Even if one must concede that his academic paper is informed by old-fashioned hometown pride and even a bit of payback for decades of smug put-downs by those in boom towns, Mr. Carter has a serious point to make.
"We cannot undo the post-1950 development patterns that led to these regional inequities, but we can provide strategies for rebirth of our industrial heartland in the post-industrial economy, especially if redevelopment is tackled on a regional basis, not just in the central cities.
"The regional cities of the 'Water Belt' may now, half a century later, have regained a competitive advantage. They have space to grow internally on vacant and under-utilized land. They have adaptable buildings and neighborhoods. They have roads and utilities in place. They have strong institutional resources. They are places of authenticity and heritage. They have the persistence, strength and resiliency of the people who did not leave. They have water.''
The two most vital resources going forward -- energy and water -- are in abundance here, Mr.
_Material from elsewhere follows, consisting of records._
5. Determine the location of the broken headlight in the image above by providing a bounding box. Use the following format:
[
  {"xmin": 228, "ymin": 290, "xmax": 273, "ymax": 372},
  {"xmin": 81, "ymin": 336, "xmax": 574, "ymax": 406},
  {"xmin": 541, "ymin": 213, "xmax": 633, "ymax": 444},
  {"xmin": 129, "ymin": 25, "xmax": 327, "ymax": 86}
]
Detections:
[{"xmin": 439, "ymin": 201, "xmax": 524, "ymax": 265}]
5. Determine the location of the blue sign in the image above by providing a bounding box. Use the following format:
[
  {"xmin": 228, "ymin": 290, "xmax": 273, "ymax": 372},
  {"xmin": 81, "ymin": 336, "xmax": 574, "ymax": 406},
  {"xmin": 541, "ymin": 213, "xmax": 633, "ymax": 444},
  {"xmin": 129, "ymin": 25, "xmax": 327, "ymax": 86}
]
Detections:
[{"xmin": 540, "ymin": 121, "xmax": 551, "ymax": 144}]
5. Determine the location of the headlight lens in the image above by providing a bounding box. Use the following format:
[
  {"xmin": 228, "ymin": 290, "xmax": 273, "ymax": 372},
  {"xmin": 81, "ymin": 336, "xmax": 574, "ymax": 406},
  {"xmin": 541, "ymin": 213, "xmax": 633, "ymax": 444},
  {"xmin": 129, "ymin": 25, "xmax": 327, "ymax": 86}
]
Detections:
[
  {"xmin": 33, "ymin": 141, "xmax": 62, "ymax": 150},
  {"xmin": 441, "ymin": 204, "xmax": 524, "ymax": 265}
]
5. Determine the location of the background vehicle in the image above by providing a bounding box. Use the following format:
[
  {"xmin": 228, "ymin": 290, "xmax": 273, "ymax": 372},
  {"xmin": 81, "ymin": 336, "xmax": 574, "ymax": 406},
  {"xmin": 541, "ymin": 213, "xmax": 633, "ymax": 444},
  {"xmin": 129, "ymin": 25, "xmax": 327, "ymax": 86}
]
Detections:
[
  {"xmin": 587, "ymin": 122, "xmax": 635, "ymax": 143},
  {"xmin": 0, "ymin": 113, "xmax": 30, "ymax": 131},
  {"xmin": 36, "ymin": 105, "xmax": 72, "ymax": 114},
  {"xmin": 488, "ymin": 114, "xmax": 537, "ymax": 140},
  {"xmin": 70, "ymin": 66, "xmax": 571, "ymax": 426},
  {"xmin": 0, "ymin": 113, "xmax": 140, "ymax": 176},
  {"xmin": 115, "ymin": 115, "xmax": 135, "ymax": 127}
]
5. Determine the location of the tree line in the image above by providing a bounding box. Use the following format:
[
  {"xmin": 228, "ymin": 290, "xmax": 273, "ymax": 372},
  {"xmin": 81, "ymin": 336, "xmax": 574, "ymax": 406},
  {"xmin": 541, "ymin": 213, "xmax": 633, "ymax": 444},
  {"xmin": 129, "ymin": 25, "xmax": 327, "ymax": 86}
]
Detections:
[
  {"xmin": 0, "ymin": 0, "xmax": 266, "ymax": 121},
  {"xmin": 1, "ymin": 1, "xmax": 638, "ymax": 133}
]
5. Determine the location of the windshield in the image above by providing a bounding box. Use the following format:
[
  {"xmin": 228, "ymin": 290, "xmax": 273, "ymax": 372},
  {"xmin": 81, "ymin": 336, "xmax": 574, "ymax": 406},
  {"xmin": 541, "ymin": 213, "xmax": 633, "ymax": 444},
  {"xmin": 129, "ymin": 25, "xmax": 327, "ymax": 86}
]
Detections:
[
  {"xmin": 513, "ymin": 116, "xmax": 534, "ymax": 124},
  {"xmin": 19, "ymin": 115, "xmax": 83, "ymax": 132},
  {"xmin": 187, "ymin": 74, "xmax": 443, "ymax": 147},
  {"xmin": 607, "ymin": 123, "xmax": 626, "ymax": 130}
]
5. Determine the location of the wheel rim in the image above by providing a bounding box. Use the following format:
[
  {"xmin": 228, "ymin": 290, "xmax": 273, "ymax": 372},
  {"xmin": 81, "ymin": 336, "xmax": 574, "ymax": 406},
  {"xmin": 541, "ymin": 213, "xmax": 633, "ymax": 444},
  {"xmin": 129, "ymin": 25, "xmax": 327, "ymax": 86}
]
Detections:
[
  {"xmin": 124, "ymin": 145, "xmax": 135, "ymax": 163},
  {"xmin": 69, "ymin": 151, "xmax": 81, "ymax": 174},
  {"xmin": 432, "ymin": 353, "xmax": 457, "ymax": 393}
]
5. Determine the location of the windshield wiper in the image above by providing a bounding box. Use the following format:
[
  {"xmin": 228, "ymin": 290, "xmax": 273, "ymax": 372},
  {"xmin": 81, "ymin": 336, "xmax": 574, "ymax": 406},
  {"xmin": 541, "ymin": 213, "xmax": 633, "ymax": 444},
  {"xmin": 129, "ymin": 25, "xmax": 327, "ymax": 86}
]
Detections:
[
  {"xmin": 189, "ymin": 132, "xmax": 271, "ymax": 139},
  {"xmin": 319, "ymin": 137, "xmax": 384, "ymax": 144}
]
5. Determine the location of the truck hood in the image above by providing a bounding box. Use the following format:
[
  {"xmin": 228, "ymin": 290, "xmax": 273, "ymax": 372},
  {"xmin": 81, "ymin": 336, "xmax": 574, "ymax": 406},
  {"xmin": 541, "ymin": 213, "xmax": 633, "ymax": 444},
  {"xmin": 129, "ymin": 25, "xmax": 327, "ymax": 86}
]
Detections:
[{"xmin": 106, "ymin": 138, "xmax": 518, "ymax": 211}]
Carter notes. He points also to a recent Pennsylvania Economy League analysis advanced by the Allegheny Conference that points to our region's diverse sources of energy: coal, natural gas, nuclear power and, lately, wind and solar. Just extracting natural gas from the Marcellus Shale, while presenting a number of environmental problems, should continue to generate billions of dollars in value and tens of thousands of jobs.
Our set-up also allows us to get around with a smaller carbon footprint because we became a big metropolis before the automobile became the only way to travel.
So roll the phrases around on your tongue for a while and see how they feel: "Water Belt'' and "Drought Belt.'' Makes you feel almost as smug as a Texan, doesn't it? And if it is overstating the situation, well, "Rust Belt'' did, too.
The kid from East Liberty smiles and says of his new way of looking at the old Sun Belt, "I think they deserve a pejorative, don't you?"